Over the weekend, Klobuchar said she is “troubled” that Sanders, a self-described democratic socialist, has a shot at becoming the nominee.

It was a case that seemed to resonate — in the last few months, Klobuchar racked up endorsements from state lawmakers and newspapers. Though she threw herself into Iowa, visiting all 99 counties, she finished in fifth place in the caucuses last week, earning only one of the state’s 41 delegates. But that disappointment was largely lost in the chaos surrounding the caucuses. 

New Hampshire provided another chance. She had been visiting the state for months and seemed to have hit it off with many of its voters, who are known for being brash and salty, just like her. In more than 70 events in the state over the past year, Klobuchar often noted the similarities between Minnesota and New Hampshire. She frequently reminded her audiences that she launched her campaign outside during a blizzard. And that she didn’t need a hat. Then came her standout debate performance last Friday, during which she spoke movingly about political courage and her desire to defeat Trump.

All of a sudden, she was having a moment. Over the weekend, her campaign staff often struggled to keep up, planning her schedule only a few hours out. Her supporters sometimes stepped up to fill in where they saw gaps: One created homemade buttons, while another bought hundreds of small American flags to wave at rallies.

Her audiences were filled with Democratic voters — not just from New Hampshire but also from Massachusetts and Maine, which have primaries on March 3 — who often said they were trying to decide between Klobuchar, Buttigieg, Warren or Biden. At her largest rally, in Nashua on Sunday, a surrogate begged the crowd to “give her a ticket out of New Hampshire.”

In that crowd was Lori Cinque, 57, who had long liked Klobuchar but didn’t think she had a chance to win, so she had been knocking doors in support of Buttigieg. The Friday night debate changed her mind.

“I feel like I’ve been flip-flopping around trying to find a moderate,” said Cinque, who lives in Amherst and follows politics closely. “I’ve loved her all the way through, for three years, but she hadn’t gained the traction — and recently she has.”

Exit polls from Tuesday suggest Cinque wasn’t alone. More than two-thirds of her supporters said they made their decision in the last few days. 

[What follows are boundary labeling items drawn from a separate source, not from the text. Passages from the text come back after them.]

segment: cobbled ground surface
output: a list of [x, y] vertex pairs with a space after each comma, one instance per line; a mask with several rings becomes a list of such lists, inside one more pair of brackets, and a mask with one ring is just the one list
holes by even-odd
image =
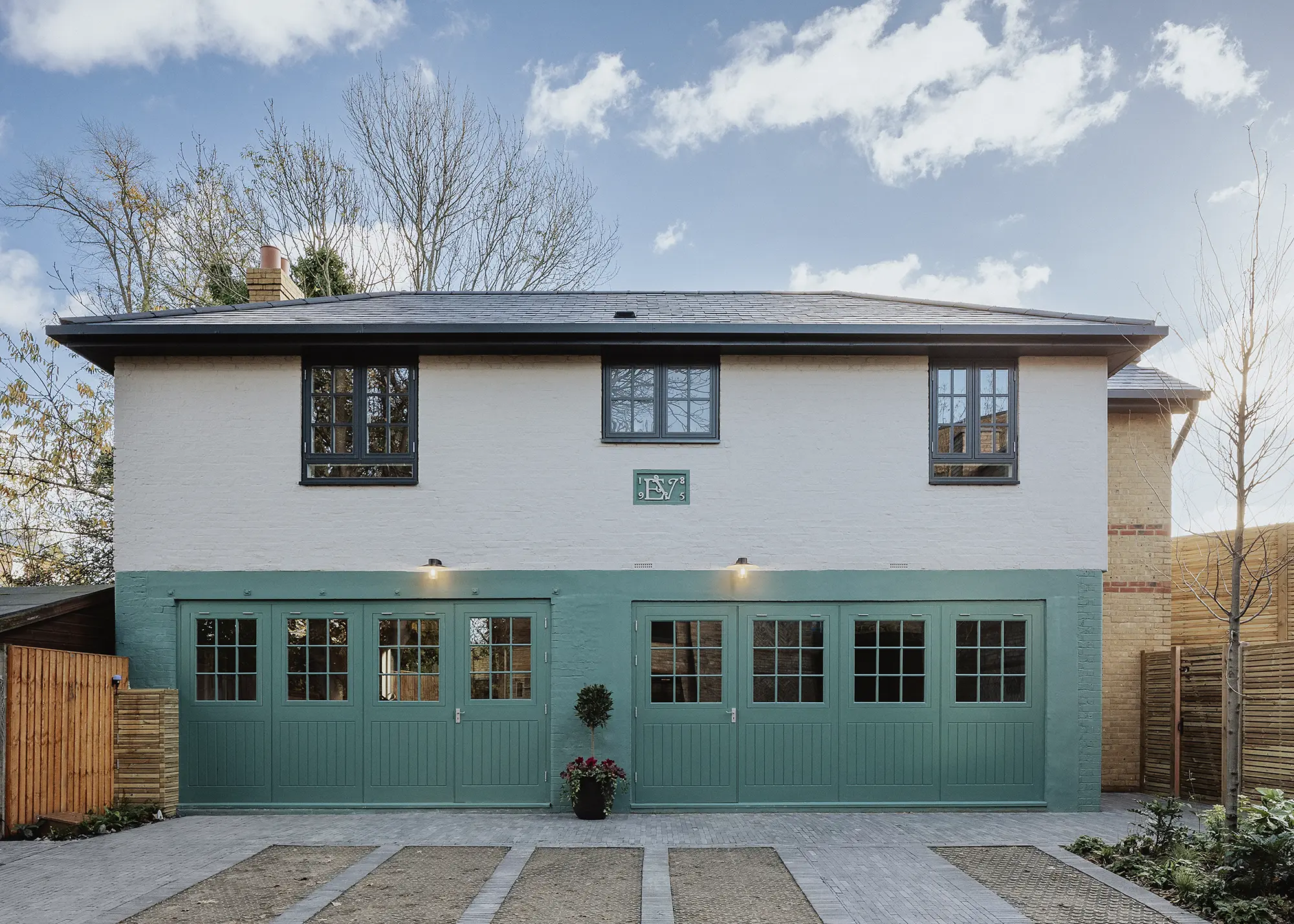
[[638, 924], [643, 852], [536, 848], [493, 924]]
[[678, 924], [822, 924], [773, 848], [669, 852]]
[[1172, 924], [1033, 846], [934, 848], [1038, 924]]
[[370, 846], [270, 846], [127, 919], [126, 924], [263, 924]]
[[506, 854], [506, 848], [402, 848], [311, 924], [454, 924]]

Klobuchar kicked off Tuesday by visiting polling locations in Manchester and then doing radio and television interviews, including an appearance on ABC’s “The View” during which co-host Sunny Hostin grilled her on the murder conviction of Myon Burrell, a black teenager, when Klobuchar was the Hennepin County attorney.

The Associated Press has reported on several flaws in that case, including that the police offered informants money and did not pursue leads that could have exonerated Burrell.

“How do you defend something like that to someone like me, who is the mother of a black boy, a black teenager? This case would be my worst nightmare,” said Hostin, who was also once a prosecutor.

Klobuchar had called for a review of the case, and did so again during the interview. She noted that she decreased the number of incarcerated African Americans in Hennepin County by 12 percent, diversified the county attorney’s office and supported programs that helped the formerly incarcerated to find jobs.

“As for my support in the African American community, I’ve always had strong support in my elections at home,” she said. “My challenge is to get people to know me.”

The exchange highlighted the questions that Klobuchar will face from voters of color in the primaries ahead. But there was little talk about the challenges ahead as Klobuchar took the stage at her victory party. 

“Hello, America,” she said, beaming. “I’m Amy Klobuchar, and I will beat Donald Trump.”